Elsewhere, firefighters battled the lightning-started Chimney Complex about 20 miles south of Lewiston. A mandatory evacuation order was issued late Friday for residents of about 150 homes.

Flames jumped a stream and were burning about two miles from the homes in the Waha Lake and Redbird Road areas, information officer Jennifer Costich said. But crews Saturday managed to build a line around that part of the fire, she said.

“We’re feeling a lot better about it,” she said. “It is extremely tough conditions.”

She said 427 people were working on the fire, with five helicopters assigned to the blaze with help from air tankers.

In all, 14 large fires burning in Idaho on Saturday had consumed about 935 square miles, the National Interagency Fire Center reported.

“We’ve got all different kinds of fires going on in Idaho,” spokesman Ken Frederick said. “Timber fires, brush fires, grass fires, and we’ve got fires all over the state, too.”

Montana

Overnight rain helped crews close in Saturday on a 570-acre wildfire threatening as many as 100 structures north of Wolf Creek, but hot, dry weather elsewhere led to the growth of other blazes.

“The rain did help a lot,” said Mike Cole, spokesman for the incident management team fighting the blaze. “They’re trying to tighten the noose around that fire since the rain got on it, putting a fire line around a smaller perimeter.”

Residents of about 70 homes were still evacuated, but containment of the Little Wolf Creek fire stood at 30 percent Saturday and crews hoped to gain more ground today despite continued hot temperatures, officials said.

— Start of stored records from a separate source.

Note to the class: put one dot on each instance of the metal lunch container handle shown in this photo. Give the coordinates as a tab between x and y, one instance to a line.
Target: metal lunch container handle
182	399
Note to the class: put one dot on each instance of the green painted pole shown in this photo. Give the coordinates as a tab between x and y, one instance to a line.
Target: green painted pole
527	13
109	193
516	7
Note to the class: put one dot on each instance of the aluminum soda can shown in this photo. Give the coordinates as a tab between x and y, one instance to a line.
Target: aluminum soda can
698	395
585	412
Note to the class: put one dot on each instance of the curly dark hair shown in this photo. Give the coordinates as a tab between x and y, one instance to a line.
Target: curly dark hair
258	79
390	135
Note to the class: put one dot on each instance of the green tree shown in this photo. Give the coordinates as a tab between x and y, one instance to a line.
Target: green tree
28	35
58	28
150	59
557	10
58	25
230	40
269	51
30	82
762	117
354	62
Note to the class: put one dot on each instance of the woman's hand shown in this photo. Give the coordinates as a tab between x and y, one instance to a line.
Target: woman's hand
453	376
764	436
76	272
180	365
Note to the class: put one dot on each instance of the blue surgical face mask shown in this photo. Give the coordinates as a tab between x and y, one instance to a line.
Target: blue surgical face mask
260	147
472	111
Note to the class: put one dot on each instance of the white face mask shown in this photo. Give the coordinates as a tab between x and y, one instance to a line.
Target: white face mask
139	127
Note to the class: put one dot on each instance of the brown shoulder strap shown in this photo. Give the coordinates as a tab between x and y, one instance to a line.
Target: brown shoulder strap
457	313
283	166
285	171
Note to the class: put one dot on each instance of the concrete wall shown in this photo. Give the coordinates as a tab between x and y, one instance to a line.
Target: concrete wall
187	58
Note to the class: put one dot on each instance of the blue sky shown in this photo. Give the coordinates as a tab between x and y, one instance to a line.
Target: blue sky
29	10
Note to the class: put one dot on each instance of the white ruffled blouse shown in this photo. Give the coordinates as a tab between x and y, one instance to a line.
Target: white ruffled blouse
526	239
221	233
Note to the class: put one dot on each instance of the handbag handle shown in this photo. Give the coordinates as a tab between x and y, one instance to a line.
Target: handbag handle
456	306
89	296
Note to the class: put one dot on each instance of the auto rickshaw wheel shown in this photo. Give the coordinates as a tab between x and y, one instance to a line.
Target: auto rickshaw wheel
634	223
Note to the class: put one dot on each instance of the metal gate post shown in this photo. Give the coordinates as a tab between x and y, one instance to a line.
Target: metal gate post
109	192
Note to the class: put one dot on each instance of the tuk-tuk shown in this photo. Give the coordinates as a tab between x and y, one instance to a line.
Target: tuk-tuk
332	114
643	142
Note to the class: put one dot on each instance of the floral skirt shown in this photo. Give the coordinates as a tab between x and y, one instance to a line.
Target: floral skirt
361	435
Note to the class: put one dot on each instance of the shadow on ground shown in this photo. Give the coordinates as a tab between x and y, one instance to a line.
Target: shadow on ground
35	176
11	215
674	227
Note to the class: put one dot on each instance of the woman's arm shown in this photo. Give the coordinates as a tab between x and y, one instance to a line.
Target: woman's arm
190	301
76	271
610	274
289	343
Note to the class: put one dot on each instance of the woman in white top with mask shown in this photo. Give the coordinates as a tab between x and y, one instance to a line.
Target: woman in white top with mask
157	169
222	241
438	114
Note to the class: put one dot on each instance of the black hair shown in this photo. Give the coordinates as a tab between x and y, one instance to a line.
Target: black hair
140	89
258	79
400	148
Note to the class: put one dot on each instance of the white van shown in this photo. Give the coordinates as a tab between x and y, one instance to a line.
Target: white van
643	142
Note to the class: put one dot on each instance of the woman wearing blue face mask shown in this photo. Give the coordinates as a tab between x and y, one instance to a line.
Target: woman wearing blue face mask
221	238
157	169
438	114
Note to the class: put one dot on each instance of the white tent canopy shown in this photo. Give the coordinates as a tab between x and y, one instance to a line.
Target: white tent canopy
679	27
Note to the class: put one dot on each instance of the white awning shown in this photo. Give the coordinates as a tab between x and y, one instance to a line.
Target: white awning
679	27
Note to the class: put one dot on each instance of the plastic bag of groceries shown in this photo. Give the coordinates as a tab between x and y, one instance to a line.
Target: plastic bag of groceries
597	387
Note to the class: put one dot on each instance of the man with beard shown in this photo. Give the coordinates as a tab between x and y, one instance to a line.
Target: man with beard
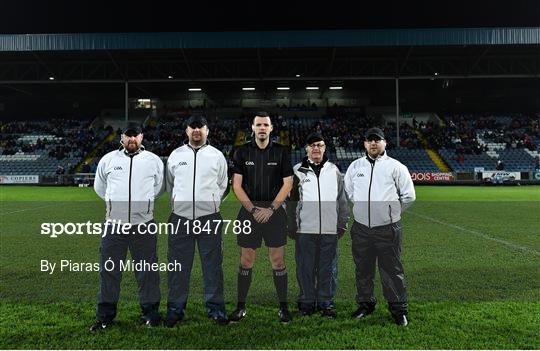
380	189
318	212
196	180
262	180
129	180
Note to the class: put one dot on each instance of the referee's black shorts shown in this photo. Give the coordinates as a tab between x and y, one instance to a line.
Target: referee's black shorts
274	232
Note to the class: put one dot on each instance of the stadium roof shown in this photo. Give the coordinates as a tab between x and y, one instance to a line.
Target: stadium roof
270	39
270	56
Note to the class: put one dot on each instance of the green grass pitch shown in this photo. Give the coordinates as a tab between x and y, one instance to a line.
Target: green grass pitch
471	256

Attention was expected to turn today to the Novak fire, which has grown to 617 acres, is not contained and is burning in more challenging terrain, Cole said. It also is threatening several structures.

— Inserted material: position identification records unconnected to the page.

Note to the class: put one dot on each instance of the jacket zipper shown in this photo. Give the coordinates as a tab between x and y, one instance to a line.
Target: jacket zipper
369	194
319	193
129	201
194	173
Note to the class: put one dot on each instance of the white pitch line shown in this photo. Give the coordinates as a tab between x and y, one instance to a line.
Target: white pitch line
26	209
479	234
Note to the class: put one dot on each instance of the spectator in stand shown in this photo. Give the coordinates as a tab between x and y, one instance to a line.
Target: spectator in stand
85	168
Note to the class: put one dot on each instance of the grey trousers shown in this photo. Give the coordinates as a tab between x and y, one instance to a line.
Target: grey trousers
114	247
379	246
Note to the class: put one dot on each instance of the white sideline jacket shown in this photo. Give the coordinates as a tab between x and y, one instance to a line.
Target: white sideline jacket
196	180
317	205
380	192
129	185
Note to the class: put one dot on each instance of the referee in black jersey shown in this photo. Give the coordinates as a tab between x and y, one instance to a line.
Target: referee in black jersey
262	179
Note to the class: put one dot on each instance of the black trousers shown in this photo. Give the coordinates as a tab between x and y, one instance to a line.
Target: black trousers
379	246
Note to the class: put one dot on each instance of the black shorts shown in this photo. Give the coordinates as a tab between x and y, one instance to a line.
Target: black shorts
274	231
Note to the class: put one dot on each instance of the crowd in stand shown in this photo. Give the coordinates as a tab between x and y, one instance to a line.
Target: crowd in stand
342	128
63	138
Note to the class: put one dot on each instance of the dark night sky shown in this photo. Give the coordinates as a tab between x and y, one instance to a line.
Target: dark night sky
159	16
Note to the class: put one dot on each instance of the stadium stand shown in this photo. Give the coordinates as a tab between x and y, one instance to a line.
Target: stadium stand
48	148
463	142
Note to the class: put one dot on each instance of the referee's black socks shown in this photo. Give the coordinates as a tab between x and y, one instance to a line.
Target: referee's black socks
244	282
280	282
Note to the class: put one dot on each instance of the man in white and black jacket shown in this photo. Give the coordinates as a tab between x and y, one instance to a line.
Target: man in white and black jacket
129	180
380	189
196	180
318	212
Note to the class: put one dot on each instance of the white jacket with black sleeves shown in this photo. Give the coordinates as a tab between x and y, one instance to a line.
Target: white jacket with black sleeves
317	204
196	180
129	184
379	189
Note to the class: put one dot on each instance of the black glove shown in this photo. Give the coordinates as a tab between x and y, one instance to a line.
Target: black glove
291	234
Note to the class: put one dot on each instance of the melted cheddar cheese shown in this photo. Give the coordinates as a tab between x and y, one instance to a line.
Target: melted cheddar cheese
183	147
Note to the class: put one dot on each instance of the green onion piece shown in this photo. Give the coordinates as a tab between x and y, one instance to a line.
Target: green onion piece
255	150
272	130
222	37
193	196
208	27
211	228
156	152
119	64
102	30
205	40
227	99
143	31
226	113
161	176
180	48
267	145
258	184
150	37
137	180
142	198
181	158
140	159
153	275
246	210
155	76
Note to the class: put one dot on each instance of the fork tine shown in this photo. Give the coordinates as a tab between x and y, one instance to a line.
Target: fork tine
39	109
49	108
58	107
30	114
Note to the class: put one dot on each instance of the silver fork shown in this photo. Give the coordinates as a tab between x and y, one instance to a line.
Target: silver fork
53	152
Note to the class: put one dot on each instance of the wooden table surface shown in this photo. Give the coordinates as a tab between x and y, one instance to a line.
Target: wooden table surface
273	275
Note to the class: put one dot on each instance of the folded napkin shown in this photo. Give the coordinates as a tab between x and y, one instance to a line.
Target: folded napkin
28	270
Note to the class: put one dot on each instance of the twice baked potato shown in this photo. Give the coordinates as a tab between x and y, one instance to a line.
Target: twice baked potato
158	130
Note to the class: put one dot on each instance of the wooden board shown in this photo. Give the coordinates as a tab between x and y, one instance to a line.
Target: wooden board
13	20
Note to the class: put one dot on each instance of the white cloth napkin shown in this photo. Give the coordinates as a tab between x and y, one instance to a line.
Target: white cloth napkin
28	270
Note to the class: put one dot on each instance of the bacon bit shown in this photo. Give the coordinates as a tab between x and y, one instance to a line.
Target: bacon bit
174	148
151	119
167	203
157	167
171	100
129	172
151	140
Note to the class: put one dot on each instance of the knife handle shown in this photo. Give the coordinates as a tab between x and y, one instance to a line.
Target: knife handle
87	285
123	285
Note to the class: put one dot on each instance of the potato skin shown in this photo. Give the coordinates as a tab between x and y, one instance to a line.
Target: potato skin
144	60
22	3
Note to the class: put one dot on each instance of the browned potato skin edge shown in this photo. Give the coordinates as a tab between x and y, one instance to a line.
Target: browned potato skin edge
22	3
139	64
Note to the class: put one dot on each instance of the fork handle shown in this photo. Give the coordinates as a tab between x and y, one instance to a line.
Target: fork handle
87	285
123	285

In the Little Belt Mountains, the Rugby Creek fire ballooned to about 100 acres in 24 hours, threatening about 20 vacant vacation homes and forcing temporary road and trail closures in the Lewis and Clark National Forest.

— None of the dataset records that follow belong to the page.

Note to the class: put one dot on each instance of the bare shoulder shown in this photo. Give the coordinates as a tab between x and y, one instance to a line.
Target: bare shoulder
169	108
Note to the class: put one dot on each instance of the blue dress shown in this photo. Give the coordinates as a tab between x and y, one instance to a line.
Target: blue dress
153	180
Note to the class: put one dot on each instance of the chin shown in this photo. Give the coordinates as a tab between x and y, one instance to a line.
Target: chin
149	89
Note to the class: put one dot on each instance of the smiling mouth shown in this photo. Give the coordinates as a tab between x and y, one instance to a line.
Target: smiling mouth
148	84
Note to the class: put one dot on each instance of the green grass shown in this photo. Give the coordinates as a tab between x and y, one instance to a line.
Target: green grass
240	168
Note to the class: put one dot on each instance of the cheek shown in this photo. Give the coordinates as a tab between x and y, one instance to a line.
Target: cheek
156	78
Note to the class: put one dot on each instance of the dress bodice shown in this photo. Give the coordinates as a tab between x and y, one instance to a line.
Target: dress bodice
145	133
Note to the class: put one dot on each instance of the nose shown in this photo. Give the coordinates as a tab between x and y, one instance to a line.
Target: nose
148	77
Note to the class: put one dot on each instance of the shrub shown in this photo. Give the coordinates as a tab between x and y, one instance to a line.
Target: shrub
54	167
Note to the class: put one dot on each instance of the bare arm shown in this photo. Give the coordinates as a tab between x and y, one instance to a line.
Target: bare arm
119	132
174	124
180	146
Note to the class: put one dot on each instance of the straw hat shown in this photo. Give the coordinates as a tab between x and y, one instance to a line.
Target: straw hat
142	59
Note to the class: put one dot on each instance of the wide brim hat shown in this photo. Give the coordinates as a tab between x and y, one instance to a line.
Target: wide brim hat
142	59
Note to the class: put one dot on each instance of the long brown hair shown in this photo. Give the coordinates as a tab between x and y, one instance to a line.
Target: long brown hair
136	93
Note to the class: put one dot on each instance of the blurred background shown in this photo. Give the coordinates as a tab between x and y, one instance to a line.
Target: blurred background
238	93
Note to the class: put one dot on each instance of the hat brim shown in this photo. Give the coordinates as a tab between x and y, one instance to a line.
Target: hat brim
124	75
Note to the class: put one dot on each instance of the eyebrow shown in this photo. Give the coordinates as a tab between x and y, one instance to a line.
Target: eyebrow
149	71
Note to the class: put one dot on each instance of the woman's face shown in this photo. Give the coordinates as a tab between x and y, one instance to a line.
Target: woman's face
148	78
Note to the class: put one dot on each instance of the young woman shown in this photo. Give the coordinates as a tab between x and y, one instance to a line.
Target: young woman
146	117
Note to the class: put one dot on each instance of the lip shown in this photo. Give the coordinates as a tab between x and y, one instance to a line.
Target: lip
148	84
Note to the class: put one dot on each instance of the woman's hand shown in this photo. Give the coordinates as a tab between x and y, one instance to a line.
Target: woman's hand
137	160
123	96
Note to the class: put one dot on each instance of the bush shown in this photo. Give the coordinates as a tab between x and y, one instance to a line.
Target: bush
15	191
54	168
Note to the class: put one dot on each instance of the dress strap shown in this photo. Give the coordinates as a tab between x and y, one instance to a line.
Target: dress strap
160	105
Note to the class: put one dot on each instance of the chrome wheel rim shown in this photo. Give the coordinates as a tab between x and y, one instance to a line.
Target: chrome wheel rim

The blaze about 16 miles southwest of Monarch was actively burning in heavy fuels, said Tina Lanier, a ranger in the Belt Creek District.

“This fire has the potential to burn extremely hot and active, and that’s why we’ve made the decision at this time to not put any firefighters on the ground, but we have made several retardant drops to help slow the fire down,” she said.

In Yellowstone National Park, a fire sparked by lightning in the park’s northwest corner doubled in size to 60 acres.

The Owl fire was discovered Friday afternoon in an old lodgepole forest west of an area that burned in 1988. It was burning north of the Wyoming state line and about three miles from U.S. 191, but threatening no structures, officials said.